1% net margin versus -0. 5% for Intel Corporation — meaning it keeps 45. 1% of every revenue dollar as bottom-line profit. Operating margin tells a similar story: TSM leads at 50. 8% versus -0. 0% for INTC. At the gross margin level — before operating expenses — TSM leads at 59. 9%, reflecting greater pricing power or product mix advantage. Stronger margins indicate durable pricing power, lower cost of revenue, or higher mix of software/services. They are one of the clearest signs of business quality.
07Is TSM or INTC or GFS more undervalued right now?
On forward earnings alone, Taiwan Semiconductor Manufacturing Company Limited (TSM) trades at 0.
8x forward P/E versus 103. 7x for Intel Corporation — 102. 9x cheaper on a one-year earnings basis. Analyst consensus price targets imply the most upside for TSM: 8. 4% to $427. 50.
08Which pays a better dividend — TSM or INTC or GFS?
In this comparison, TSM (0.
7% yield) pays a dividend. INTC, GFS do not pay a meaningful dividend and should not be held primarily for income.
09Is TSM or INTC or GFS better for a retirement portfolio?
For long-horizon retirement investors, Taiwan Semiconductor Manufacturing Company Limited (TSM) is the stronger choice — it scores higher on the combination of lower volatility, dividend reliability, and long-term compounding (0.

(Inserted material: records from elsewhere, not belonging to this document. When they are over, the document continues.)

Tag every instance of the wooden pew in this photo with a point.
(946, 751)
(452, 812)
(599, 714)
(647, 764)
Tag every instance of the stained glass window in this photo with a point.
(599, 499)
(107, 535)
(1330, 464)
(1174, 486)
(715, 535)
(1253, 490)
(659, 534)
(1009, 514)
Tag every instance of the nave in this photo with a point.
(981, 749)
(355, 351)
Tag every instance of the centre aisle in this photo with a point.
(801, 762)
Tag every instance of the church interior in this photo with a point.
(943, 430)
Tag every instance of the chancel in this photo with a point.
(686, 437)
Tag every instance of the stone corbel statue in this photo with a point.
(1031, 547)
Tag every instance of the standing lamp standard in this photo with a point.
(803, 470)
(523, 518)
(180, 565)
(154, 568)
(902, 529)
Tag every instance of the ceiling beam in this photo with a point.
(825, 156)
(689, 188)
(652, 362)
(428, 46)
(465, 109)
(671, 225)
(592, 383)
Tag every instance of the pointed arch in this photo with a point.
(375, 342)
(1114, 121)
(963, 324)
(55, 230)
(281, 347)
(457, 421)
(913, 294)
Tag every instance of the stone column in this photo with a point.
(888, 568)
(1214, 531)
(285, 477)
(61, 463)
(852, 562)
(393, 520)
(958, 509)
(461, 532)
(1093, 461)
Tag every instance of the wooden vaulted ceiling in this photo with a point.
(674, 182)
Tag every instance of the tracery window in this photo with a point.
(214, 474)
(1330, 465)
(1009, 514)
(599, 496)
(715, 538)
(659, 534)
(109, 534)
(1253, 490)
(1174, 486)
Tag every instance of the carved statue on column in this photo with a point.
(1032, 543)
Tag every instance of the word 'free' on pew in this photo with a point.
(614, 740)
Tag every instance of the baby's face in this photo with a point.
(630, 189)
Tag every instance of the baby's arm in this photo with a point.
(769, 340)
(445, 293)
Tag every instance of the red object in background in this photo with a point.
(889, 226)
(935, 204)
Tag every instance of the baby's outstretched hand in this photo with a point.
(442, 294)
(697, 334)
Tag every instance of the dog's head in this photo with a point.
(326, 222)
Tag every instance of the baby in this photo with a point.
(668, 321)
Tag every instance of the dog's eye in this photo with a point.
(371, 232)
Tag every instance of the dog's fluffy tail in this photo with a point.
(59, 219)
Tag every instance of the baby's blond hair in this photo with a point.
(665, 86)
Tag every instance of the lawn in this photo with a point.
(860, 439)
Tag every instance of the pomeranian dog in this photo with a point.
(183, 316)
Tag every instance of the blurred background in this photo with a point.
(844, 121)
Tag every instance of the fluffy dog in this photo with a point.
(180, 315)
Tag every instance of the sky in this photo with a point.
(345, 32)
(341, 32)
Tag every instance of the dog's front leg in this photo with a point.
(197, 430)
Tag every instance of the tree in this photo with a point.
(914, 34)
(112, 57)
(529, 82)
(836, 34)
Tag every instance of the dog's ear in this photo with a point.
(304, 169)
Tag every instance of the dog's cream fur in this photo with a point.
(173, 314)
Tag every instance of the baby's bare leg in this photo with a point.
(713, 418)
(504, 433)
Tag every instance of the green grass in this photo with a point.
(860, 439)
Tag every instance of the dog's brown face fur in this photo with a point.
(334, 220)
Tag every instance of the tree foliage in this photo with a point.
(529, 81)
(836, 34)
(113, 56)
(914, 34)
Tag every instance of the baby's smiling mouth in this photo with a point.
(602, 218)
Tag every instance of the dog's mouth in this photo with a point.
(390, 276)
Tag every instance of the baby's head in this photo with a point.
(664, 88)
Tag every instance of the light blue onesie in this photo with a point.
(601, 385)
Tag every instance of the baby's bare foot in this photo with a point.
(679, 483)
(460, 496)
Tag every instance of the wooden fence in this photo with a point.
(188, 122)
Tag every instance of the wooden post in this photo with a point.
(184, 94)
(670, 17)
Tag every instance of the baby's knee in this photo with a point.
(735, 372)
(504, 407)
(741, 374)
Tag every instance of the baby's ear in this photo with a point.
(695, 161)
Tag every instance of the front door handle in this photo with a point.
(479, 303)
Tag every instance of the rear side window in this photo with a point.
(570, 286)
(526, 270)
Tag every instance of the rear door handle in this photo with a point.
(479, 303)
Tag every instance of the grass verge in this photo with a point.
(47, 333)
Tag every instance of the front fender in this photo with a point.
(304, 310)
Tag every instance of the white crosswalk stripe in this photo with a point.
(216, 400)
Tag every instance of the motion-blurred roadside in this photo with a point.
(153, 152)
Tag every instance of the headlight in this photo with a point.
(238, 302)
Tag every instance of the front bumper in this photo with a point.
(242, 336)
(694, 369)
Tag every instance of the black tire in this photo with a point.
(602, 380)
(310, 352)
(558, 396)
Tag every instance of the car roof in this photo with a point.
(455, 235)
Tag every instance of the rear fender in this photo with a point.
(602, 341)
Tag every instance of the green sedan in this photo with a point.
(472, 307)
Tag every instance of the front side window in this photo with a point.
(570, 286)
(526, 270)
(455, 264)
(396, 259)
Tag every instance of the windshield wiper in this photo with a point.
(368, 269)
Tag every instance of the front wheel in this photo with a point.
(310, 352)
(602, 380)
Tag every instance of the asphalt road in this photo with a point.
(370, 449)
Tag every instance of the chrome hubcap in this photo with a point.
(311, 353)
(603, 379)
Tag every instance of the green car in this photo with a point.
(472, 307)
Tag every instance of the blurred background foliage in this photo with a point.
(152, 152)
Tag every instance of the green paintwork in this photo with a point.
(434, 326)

7% yield, +1646% 10Y return). GLOBALFOUNDRIES Inc. (GFS) carries a higher beta of 1. 85 — meaning larger drawdowns in market downturns, which matters significantly when you cannot wait years for a recovery. Both have compounded well over 10 years (TSM: +1646%, GFS: +59. 6%), confirming both are viable long-term holds — but the lower-volatility option typically results in less emotional selling during corrections. Retirement portfolios generally favour predictability over maximum returns. Consult a financial advisor before making allocation decisions.
10What are the main differences between TSM and INTC and GFS?
Both stocks operate in the Technology sector, making this a peer-level intra-sector comparison — the same macro tailwinds and headwinds will affect both.
In terms of investment character: TSM is a mega-cap high-growth stock; INTC is a large-cap quality compounder stock; GFS is a mid-cap quality compounder stock. TSM pays a dividend while INTC, GFS do not, making them suitable for different income and tax situations. These fundamental differences mean investors should not choose between them on a single metric — the "better stock" depends entirely on which of these characteristics aligns with your investment strategy.